Boston.com THIS STORY HAS BEEN FORMATTED FOR EASY PRINTING

VP's role a matter of some debate

Even candidates seem unsure

WASHINGTON - Shortly before John McCain picked Sarah Palin as his running mate, she dismissed speculation that she was under consideration by asking, "What is it exactly that the VP does every day? I'm used to being very productive."

But this week, she said one of the vice president's roles is to be "in charge of the United States Senate," which she said would enable her to "really get in there with the senators and make a lot of good policy change."

The response set off a new round of criticism of the Alaska governor for expanding the description of the job she is seeking. While a vice president can preside over the US Senate, that role is a formality and usually is taken by a senator. The greatest power is to cast tie-breaking votes, something that happens rarely.

Douglas Kriner, an associate professor of political science at Boston University who has studied the vice presidency, said Palin "probably misspoke" when she made her comment. Kriner said it would be a violation of separation of powers if the vice president was in charge of the Senate.

A Palin spokesman, Ben Porritt, explained Palin's choice of words by noting that she was describing the job to a TV interviewer in Denver passing on a child's question. "Governor Palin was responding to a third grader's inquiry and explaining in terms a third grader could understand, that the vice president is also president of the US Senate," Porritt said yesterday.

Democratic vice presidential nominee Joe Biden has also misstated the vice president's role in the Senate. During his Oct. 2 debate with Palin, he said that part of the vice president's job is "to preside over the Senate, only in a time when in fact there's a tie vote. The Constitution is explicit."

In fact, the Constitution does not limit a vice president to presiding over the Senate only in the event of a tie vote.

The comments by the candidates have come as the current occupant of the office, Dick Cheney, has overseen a historic expansion of efforts to increase the power of the executive branch. At the same time, Cheney argued last year that the vice president is not an "entity within the executive branch" by virtue of the role of being president of the Senate.

Palin led some observers to believe she was embracing the Cheney model of the position when she said during the vice presidential debate that the position had open-ended possibilities of power. "Our founding fathers were very wise there in allowing through the Constitution much flexibility there in the office of the vice president," she said.

The Constitution says little about the job other than specifying the tie-breaking role in the Senate and saying that a vice president must be ready to assume presidency. The vice president can, in effect, do as little or as much is desired by the president.

In the span of a few generations, the occupant of the vice president's office has gone from being out of the loop, such as when President Franklin Delano Roosevelt didn't tell Vice President Harry Truman about the development of the atomic bomb, to sometimes being a near equal of the president in terms of influence on national policy.

Cheney has been widely described as playing a leading role in the Bush administration. While Cheney has said the executive branch needs increased power because of the war on terrorism, critics have said Cheney overstepped his office.

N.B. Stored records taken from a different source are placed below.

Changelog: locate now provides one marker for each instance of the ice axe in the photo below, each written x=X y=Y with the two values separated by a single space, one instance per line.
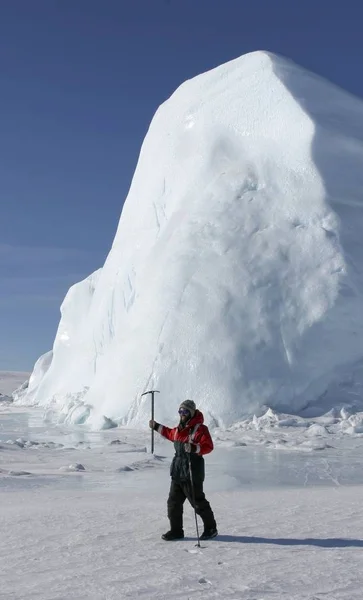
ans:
x=152 y=392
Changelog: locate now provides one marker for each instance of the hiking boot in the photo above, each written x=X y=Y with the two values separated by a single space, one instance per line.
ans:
x=171 y=535
x=209 y=533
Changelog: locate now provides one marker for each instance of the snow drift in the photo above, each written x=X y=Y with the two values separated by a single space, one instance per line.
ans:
x=235 y=277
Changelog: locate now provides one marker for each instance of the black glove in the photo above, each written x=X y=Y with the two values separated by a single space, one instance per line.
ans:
x=154 y=425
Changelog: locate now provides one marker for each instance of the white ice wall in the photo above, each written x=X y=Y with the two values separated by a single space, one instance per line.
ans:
x=235 y=277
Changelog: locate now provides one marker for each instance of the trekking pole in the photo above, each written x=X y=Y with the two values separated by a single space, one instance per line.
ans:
x=152 y=392
x=193 y=498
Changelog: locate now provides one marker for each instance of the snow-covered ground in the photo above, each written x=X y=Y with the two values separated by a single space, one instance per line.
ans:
x=85 y=521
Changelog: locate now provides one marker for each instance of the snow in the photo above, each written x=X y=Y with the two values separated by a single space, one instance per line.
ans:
x=235 y=277
x=10 y=380
x=290 y=524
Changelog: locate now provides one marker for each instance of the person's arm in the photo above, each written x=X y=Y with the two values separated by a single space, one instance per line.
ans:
x=166 y=432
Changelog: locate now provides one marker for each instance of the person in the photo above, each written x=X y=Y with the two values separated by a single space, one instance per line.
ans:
x=191 y=441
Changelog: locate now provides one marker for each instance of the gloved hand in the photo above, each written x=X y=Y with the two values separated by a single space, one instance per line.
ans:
x=190 y=447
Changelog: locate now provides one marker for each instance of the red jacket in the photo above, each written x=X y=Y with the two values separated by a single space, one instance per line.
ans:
x=201 y=437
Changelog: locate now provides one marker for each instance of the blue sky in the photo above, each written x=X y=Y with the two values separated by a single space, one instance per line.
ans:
x=79 y=83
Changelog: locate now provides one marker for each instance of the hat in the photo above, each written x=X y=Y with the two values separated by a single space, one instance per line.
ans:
x=189 y=405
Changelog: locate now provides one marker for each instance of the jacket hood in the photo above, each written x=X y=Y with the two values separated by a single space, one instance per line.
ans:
x=197 y=418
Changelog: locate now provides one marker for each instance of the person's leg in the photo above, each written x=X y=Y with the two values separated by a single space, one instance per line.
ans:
x=202 y=506
x=176 y=500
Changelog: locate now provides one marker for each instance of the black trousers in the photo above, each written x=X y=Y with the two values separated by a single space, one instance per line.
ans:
x=179 y=492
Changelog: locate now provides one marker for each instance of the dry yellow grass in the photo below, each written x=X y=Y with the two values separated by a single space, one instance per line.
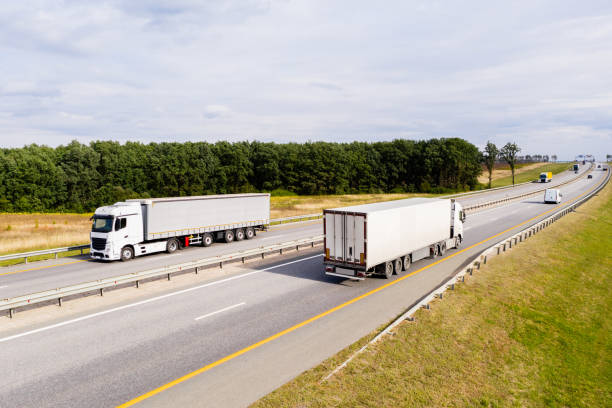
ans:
x=504 y=171
x=28 y=232
x=299 y=205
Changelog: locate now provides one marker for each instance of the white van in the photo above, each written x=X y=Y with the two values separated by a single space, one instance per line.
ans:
x=552 y=195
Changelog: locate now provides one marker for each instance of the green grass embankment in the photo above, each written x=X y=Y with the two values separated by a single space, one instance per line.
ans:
x=530 y=329
x=532 y=174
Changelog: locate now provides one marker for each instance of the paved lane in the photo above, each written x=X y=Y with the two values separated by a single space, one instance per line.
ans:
x=119 y=354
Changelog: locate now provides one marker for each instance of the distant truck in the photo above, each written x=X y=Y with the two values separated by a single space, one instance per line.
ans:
x=552 y=196
x=144 y=226
x=385 y=238
x=546 y=177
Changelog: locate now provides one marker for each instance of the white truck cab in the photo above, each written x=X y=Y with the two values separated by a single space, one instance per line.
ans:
x=116 y=227
x=552 y=195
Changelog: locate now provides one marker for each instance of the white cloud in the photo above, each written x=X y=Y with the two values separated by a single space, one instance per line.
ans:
x=307 y=70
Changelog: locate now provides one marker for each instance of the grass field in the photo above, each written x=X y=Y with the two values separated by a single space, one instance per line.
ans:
x=530 y=329
x=529 y=174
x=288 y=206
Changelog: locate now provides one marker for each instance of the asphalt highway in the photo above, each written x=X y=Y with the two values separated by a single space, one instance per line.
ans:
x=242 y=335
x=46 y=275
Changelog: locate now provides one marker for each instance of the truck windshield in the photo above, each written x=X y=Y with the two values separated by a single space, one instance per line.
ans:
x=102 y=224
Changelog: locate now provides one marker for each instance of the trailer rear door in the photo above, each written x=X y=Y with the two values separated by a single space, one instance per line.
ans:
x=345 y=237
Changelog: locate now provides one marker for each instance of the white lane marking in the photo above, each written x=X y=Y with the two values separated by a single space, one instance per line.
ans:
x=142 y=302
x=220 y=311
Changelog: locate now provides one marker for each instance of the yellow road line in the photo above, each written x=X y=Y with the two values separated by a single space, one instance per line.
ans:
x=42 y=267
x=323 y=314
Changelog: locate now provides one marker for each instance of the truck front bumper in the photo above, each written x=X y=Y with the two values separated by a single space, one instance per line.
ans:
x=105 y=254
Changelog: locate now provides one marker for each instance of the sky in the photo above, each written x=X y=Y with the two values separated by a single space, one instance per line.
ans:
x=537 y=73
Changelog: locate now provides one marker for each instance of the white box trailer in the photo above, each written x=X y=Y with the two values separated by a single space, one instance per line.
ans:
x=142 y=226
x=386 y=237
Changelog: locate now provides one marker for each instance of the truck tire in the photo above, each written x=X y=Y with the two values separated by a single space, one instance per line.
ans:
x=249 y=233
x=406 y=260
x=397 y=266
x=433 y=251
x=388 y=270
x=172 y=245
x=239 y=234
x=127 y=253
x=207 y=240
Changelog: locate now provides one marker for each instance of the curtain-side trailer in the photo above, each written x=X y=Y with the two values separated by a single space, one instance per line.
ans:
x=143 y=226
x=385 y=238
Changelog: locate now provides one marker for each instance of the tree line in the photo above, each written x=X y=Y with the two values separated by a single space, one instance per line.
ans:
x=78 y=177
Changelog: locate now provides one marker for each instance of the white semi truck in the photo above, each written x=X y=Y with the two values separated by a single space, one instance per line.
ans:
x=385 y=238
x=143 y=226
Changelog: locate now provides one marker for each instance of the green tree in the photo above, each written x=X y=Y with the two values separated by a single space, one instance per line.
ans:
x=489 y=156
x=508 y=153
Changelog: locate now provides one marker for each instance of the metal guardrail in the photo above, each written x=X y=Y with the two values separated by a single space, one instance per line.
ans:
x=56 y=251
x=296 y=218
x=58 y=294
x=479 y=260
x=51 y=251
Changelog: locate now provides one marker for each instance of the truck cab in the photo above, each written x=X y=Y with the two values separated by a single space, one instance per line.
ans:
x=553 y=196
x=546 y=177
x=116 y=230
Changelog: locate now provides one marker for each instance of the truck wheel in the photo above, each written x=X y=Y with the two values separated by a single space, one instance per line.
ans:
x=172 y=245
x=250 y=233
x=388 y=270
x=397 y=266
x=239 y=234
x=406 y=262
x=433 y=251
x=207 y=240
x=127 y=253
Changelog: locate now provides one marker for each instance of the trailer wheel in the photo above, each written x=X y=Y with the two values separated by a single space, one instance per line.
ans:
x=239 y=234
x=433 y=251
x=388 y=270
x=250 y=233
x=172 y=245
x=127 y=253
x=207 y=240
x=406 y=262
x=397 y=266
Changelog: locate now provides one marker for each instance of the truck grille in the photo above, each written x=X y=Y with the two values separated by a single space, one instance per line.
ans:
x=98 y=243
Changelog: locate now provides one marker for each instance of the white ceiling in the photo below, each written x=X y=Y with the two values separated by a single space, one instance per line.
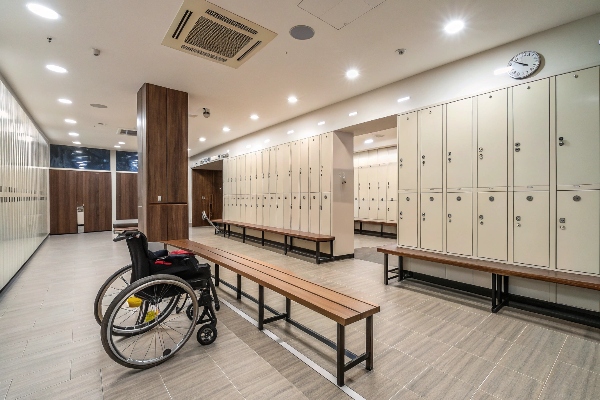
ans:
x=129 y=34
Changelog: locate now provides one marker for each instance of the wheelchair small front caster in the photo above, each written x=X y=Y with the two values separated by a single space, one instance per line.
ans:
x=206 y=334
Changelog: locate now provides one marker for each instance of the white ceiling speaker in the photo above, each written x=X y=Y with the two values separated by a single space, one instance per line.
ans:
x=213 y=33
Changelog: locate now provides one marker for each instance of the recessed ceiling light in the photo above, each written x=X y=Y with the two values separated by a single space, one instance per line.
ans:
x=501 y=71
x=352 y=73
x=454 y=26
x=42 y=11
x=56 y=68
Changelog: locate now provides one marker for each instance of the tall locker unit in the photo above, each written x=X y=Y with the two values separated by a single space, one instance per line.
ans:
x=492 y=234
x=492 y=136
x=459 y=144
x=408 y=219
x=273 y=170
x=431 y=221
x=407 y=152
x=459 y=223
x=314 y=164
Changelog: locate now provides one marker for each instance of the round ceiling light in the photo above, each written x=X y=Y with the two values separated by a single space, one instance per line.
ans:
x=302 y=32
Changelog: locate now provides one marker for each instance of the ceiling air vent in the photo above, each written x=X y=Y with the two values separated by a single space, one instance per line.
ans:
x=126 y=132
x=208 y=31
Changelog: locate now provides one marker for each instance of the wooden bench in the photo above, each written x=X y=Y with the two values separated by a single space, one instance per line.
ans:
x=312 y=237
x=341 y=308
x=369 y=221
x=500 y=272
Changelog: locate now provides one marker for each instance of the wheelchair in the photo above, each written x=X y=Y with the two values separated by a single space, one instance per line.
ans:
x=144 y=324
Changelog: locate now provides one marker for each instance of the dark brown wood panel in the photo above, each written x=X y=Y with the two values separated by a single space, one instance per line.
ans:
x=176 y=146
x=565 y=278
x=127 y=196
x=63 y=201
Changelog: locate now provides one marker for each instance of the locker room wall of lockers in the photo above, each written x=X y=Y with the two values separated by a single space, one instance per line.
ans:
x=511 y=175
x=376 y=194
x=292 y=186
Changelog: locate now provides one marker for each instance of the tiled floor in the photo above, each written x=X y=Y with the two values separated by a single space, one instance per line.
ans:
x=429 y=342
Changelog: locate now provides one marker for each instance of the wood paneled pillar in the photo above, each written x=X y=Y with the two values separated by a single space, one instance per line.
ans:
x=162 y=118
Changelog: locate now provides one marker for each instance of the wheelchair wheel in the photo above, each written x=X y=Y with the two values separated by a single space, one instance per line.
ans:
x=148 y=334
x=206 y=334
x=109 y=290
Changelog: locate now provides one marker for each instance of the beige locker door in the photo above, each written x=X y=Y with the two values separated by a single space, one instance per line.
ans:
x=492 y=234
x=578 y=234
x=459 y=223
x=391 y=173
x=313 y=213
x=259 y=209
x=531 y=125
x=408 y=219
x=325 y=214
x=431 y=221
x=265 y=170
x=492 y=136
x=407 y=151
x=431 y=158
x=273 y=170
x=531 y=227
x=304 y=211
x=295 y=155
x=459 y=146
x=287 y=211
x=392 y=210
x=304 y=169
x=314 y=163
x=578 y=124
x=326 y=161
x=295 y=217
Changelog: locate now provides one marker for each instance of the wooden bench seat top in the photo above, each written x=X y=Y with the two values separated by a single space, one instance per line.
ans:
x=337 y=306
x=561 y=277
x=370 y=221
x=315 y=237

Biden has sought to make Cheney's expansion of power an issue in the campaign, saying during his debate with Palin that Cheney was "the most dangerous vice president we've had probably in American history."

McCain said in an interview published in the Washington Times yesterday that the Bush-Cheney administration had abused executive powers, and that he disagreed with Cheney's view that "he's part of both the legislative and executive branch."

Joel K. Goldstein, author of "The Modern American Vice Presidency: The Transformation of a Political Institution," said that Palin is correct to say that there is flexibility in the role. But he said that in the case of Cheney, many people believe the vice president went too far.

Cheney used his knowledge of government to stretch the power of the office to "new dimensions," said Goldstein, a professor at Saint Louis University's School of Law. "I'd be shocked if that ever happens again, because I can't imagine a president delegating that much power to a vice president."